Lin Hao — Chen Wei, he was Chen Wei, he would be Chen Wei until one of them died, which had technically already happened — walked through the gate carrying a bamboo case of brushes, a block of ink, a ceramic water container, three days' worth of rice cakes wrapped in cloth, and approximately four days' worth of someone else's education crammed into his skull.
Processing at 26%. The examination compound layout matches historical records. Your assigned position is Cell 47, Row 9, Eastern Section. I recommend proceeding directly to your cell. Socializing with other candidates is not strategically necessary and may increase the probability of detection.

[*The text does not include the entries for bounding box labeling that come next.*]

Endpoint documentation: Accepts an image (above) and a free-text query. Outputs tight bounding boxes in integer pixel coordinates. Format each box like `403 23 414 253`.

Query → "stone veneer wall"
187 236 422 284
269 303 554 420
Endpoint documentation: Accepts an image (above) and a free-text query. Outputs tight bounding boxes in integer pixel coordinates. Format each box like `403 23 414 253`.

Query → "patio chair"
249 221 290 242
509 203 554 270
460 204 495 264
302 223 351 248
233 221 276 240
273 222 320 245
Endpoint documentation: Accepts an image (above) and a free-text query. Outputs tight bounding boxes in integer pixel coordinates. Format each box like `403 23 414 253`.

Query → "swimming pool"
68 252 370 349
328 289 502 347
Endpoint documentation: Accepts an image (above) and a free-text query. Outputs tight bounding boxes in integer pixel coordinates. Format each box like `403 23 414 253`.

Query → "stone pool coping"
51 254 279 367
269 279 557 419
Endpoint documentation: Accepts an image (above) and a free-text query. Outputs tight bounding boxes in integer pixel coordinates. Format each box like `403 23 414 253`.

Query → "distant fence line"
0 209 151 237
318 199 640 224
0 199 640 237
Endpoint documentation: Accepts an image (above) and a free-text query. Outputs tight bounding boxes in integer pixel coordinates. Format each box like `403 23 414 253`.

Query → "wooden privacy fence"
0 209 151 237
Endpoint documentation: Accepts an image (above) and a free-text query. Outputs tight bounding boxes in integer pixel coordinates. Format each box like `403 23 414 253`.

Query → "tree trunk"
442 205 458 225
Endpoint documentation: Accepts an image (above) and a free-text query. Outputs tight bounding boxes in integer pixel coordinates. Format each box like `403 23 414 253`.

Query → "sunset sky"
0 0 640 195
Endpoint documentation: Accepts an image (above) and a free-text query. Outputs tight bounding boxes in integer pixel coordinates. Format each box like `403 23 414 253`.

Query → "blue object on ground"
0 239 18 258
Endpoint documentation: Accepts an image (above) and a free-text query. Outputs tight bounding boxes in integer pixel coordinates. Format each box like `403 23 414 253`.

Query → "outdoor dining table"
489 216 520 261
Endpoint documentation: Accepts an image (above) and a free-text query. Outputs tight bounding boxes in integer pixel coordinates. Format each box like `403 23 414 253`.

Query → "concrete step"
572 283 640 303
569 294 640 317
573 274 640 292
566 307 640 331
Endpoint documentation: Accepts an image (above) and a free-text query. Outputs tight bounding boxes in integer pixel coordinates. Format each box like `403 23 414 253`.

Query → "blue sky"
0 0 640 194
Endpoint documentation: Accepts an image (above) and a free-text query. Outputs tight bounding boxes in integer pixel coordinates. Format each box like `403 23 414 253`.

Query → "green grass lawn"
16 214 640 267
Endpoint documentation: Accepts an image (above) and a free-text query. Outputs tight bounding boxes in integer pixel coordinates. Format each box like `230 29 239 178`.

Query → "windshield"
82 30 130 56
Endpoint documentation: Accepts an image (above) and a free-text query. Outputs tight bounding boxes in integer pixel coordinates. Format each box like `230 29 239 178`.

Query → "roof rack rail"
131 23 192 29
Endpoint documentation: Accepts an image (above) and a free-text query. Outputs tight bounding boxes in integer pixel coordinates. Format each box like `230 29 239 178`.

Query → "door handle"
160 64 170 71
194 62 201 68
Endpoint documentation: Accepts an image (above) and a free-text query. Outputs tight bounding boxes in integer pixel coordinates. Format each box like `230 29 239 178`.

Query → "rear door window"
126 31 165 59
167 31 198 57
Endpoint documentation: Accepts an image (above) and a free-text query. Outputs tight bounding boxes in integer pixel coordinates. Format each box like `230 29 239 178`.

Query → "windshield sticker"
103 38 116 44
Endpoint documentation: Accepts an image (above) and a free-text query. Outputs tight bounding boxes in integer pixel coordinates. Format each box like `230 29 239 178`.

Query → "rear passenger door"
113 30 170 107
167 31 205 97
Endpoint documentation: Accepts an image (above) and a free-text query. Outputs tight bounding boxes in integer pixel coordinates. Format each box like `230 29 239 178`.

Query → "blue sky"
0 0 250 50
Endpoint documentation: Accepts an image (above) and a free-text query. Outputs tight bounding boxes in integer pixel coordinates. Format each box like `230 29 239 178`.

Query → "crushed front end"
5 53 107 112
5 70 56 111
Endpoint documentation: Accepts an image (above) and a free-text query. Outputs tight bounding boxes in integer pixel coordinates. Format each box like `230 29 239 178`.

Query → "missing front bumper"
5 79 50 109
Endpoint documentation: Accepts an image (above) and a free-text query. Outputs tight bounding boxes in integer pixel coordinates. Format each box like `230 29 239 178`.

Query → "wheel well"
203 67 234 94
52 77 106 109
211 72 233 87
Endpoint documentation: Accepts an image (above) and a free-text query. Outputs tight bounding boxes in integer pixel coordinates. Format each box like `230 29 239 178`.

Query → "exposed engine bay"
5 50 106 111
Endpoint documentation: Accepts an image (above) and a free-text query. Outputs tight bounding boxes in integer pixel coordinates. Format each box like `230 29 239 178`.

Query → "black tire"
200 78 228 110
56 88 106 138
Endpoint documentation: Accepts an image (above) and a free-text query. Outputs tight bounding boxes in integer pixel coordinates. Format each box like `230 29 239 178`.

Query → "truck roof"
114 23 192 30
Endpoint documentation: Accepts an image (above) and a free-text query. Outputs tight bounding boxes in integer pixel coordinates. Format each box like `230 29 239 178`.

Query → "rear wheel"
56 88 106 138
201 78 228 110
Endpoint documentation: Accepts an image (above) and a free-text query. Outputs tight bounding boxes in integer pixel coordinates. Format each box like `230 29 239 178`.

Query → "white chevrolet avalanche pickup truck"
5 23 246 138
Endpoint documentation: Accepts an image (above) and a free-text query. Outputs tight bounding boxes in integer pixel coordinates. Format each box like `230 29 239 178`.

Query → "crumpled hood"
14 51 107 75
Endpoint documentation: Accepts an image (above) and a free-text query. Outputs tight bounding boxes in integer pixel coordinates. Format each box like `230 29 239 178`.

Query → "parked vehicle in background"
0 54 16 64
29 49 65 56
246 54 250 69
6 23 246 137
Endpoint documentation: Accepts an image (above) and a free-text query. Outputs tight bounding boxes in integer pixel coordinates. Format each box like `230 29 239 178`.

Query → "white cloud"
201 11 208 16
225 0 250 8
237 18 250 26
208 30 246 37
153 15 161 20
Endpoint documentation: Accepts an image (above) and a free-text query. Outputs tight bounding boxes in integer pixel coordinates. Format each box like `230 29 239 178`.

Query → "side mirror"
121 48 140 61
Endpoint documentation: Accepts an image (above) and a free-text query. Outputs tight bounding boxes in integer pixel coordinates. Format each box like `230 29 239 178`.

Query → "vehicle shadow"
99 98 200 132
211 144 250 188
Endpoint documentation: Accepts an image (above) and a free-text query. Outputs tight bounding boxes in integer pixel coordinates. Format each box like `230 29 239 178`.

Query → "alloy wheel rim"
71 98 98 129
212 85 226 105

Lin Hao looked at the compound. It was enormous. It was medieval. It was exactly the kind of setting that, in a game, would have dramatic music and floating quest markers.
There was no music. There were no quest markers. There was only the sound of two thousand pairs of cloth shoes shuffling on packed earth, and the distant bang of the compound gates closing behind them.
Three days. Starting now.
* * *
Cell 47 was exactly as terrible as promised.
The stall was approximately the width of his shoulders and twice as deep. A wooden board served as both desk and bed — you wrote on it during the day and slept on it at night, assuming sleep was possible while your neighbor was grinding ink at midnight and the guard's footsteps on the gravel path sounded like someone counting down the minutes of your life.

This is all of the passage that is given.